4. Group definition and stratification (lean vs obese)
We agree and have corrected this inconsistency. BMI stratification (lean vs obese) is now
explicitly defined in the
Methods section using standard WHO cut-offs (BMI <25 kg/m² and ≥25 kg/m²). We clarify that BMI stratification was
preplanned for descriptive endocrine comparisons only and not for primary genetic association testing. All references to “four groups” have been aligned with this clarification, and subgroup results are now clearly labeled in tables and text.
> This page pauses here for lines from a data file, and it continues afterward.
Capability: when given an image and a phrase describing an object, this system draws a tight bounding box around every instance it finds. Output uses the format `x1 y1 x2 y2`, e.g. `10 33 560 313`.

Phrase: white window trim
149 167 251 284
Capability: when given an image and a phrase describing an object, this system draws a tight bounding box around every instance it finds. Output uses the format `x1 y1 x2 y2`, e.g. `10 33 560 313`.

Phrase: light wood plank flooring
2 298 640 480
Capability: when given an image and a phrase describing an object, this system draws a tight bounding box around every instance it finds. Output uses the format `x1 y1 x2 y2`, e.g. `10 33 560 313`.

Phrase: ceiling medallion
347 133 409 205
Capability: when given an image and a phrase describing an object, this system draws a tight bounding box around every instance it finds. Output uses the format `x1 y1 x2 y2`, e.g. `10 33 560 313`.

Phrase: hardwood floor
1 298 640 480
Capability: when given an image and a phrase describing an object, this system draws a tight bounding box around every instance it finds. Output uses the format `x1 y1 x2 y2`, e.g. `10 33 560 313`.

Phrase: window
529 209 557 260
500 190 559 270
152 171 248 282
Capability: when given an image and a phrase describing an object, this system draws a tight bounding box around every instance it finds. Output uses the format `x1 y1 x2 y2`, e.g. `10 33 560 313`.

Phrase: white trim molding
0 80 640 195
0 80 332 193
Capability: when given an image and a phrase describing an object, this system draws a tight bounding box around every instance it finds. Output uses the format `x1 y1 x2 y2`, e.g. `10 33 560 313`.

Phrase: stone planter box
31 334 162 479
5. Normality, summary measures, and statistical tests
We have reassessed data distributions using normality testing. Variables with non-normal distributions are now presented as
median (IQR), and corresponding analyses were performed using
Mann–Whitney U tests. Normally distributed variables are reported as
mean ± SD with appropriate parametric testing.
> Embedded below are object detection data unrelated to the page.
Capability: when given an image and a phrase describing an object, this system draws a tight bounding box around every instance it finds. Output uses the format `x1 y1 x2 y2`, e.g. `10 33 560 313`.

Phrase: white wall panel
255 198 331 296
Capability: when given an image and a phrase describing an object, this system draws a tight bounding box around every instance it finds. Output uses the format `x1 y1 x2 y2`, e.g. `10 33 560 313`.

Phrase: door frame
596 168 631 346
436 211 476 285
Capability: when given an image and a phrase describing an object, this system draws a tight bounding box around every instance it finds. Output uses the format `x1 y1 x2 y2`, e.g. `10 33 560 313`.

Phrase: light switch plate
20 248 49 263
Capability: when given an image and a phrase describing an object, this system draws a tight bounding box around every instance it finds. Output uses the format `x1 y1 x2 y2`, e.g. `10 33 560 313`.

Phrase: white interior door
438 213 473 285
All tables and text have been revised to ensure consistency between reported summary measures and statistical tests.
6. Genotyping quality control
We have expanded the
Genotyping Methods section to include detailed quality-control procedures, including:
Per-SNP and per-sample call rates
Duplicate sample concordance
Manual chromatogram re-evaluation for ambiguous calls
Hardy–Weinberg equilibrium testing in controls
We also clarify that
Fisher’s exact test was applied where expected cell counts were <5.
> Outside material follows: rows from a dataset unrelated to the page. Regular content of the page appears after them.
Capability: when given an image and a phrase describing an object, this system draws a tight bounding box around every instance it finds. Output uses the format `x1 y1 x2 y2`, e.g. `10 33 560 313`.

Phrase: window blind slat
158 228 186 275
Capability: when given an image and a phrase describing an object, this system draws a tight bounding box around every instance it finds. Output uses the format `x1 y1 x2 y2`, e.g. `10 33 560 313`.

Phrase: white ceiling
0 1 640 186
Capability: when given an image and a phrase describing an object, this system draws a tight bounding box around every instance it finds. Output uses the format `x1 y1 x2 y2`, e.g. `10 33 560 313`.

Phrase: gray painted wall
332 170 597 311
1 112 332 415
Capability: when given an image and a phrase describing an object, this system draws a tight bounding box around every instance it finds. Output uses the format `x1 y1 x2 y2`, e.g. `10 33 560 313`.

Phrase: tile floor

7. Population structure and stratification bias
We acknowledge this limitation. In the revised manuscript, we describe recruitment geography (Jakarta and surrounding regions) and explicitly discuss the
risk of population stratification due to Indonesia’s genetic diversity. As genome-wide markers were unavailable, adjustment using principal components was not feasible; this is now clearly stated as a limitation.
8. Confounding adjustment
We have now included
multivariable logistic regression analyses adjusting for age, BMI, and HOMA-IR. Both crude and adjusted odds ratios with 95% confidence intervals are presented in the revised results. Covariate selection was based on established PCOS risk factors and biological plausibility, as now stated in the
Statistical Analysis section.
9. Haplotype and linkage disequilibrium reporting
We have added
r² values alongside D′ to provide a more complete LD assessment. Haplotype frequencies with confidence intervals are now reported, and we discuss the
instability of low-frequency haplotypes and limited inference power given the sample size.
10. Kisspeptin assay standardization and cycle timing
We have expanded the
Hormone Measurements section to include assay performance characteristics (limit of detection, intra- and inter-assay CVs, sample handling, and freeze–thaw procedures).
11. Diagnostic criteria and androgen measurement
We have clarified the definition of hyperandrogenism, acknowledged the limitations of immunoassay-based testosterone measurement compared with LC-MS/MS, and provided laboratory reference ranges. The handling of cosmetic hair removal in Ferriman–Gallwey scoring is now described, and inter-rater consistency procedures are noted where applicable.
12. Causal language in title and conclusions
We fully agree and have revised the
results interpretation and conclusions to replace causal language with
“associated with increased odds of PCOS.” This change has been applied consistently throughout the manuscript.
Once again, we thank the reviewer for their thoughtful and detailed critique. We believe these revisions substantially strengthen the methodological transparency and interpretability of our study, and we hope the revised manuscript satisfactorily addresses all concerns raised.